Understandably, everyone wants solutions. There are no quick answers, though. It may be hard to believe that lasting solutions come out of understanding the very feelings you have found ways, for good reasons, to avoid. Often, these feelings have deep roots, and it is necessary to re-link feelings to your current symptoms, difficulties in relationships and, mostly, with the ways you feel about yourself – for real change to occur.
There is no set-in-stone time frame for any given therapy. Each person’s therapy unfolds in its own way. The time therapy takes isn’t determined by any external proscription, by me or even by you, of what “should” be expected or required. Instead, we find fluidly, together, what you need.
When you feel understood in a new way — perhaps even in a way you’re problems have never been understood before — you may feel some relief of your symptoms fairly quickly. The amount of time that takes is unique to each person and, although I know it would be reassuring if I could, I can’t give time lines or guarantees.
Therapy is far from linear. My focus and attention to the specific details of your symptoms and their links to your history, along with my active approach, allows the best chance to give you the beginnings of change as fast as possible. Real, lasting change takes time and is much more than symptom relief.

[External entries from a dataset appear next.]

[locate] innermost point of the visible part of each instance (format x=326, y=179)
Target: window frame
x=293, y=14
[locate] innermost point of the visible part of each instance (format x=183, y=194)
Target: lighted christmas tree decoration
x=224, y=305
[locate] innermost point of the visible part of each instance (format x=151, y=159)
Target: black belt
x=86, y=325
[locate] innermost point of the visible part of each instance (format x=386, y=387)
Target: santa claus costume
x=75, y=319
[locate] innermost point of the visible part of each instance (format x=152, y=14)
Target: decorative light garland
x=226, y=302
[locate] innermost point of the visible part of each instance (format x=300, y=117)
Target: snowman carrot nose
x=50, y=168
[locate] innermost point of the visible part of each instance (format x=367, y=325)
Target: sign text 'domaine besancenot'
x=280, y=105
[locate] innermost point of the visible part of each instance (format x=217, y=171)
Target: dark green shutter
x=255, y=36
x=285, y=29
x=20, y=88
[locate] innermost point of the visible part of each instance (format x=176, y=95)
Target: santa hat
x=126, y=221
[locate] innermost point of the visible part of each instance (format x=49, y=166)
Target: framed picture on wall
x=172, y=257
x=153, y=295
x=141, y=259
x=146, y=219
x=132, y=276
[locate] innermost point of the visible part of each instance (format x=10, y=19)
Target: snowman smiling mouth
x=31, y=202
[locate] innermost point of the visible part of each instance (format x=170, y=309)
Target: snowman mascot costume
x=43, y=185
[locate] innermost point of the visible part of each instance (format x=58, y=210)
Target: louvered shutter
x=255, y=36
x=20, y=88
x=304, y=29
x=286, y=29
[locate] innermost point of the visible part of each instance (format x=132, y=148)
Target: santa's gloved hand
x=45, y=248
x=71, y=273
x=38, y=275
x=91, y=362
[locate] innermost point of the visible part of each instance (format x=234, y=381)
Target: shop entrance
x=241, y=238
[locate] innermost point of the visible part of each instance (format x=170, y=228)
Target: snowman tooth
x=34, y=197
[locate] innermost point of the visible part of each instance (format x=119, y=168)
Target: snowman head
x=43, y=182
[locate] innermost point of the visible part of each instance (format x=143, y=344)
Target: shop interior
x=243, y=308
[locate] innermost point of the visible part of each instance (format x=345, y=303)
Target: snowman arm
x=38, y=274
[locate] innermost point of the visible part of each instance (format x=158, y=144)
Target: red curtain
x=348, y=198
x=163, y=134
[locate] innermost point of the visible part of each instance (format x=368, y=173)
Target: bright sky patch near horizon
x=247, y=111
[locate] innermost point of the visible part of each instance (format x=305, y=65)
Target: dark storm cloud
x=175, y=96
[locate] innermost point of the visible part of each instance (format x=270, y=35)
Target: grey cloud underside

If you have a lot going on in your mind and your life, once-a-week therapy poses the risk of reducing our time to “filling-me-in” or “catching-me-up” on your week. We, then, won’t have a chance to go more deeply into the kinds of understandings we only begin to touch on together. If you can work with me at least twice a week, therapy can unfold with less urgency and pressure.
I’m a psychologist with a Ph.D., not an M.D., and I don’t prescribe medication myself. I work with several psychiatrists if medication is something you wish to try, are already on, or need for immediate relief of intolerable depression, anxiety, or panic attacks.
Many patients I see don’t want to take medication and find they don’t need to. If our therapy schedule is frequent enough to provide the necessary support and understanding for your acute symptoms, you may not need to either.
Medication is not a substitute for therapy. It can be useful, but only serves to offer temporary symptomatic relief. Resolution of the symptoms of depression, anxiety, panic, even OCD, comes from in-depth understanding and working out of the root causes of these symptoms.
I discuss fees either in a brief initial telephone contact or in our first consultation. At times, I can provide some sliding scale therapy if your financial situation is limited. If I’m not able to meet your financial needs, I can help you find a therapist or reputable clinic that can.
I’m not on any insurance panels and, therefore, am an out-of-network provider. I don’t bill insurance companies or accept payment from them. I ask you to pay your therapy bill to me directly, but will provide a monthly insurance receipt to attach to your claim form so that your insurance benefits can be directly reimbursed to you.
If you have an HMO, they will not reimburse you for sessions with a provider who is out of their network except under very rare circumstances. However, if you have a PPO, you can call your insurance company and inquire about your mental health benefits and what they allow per session and per year for an out-of-network provider. If you’re unable to get the information you need, I can call your company for benefits after we have one or two consultations.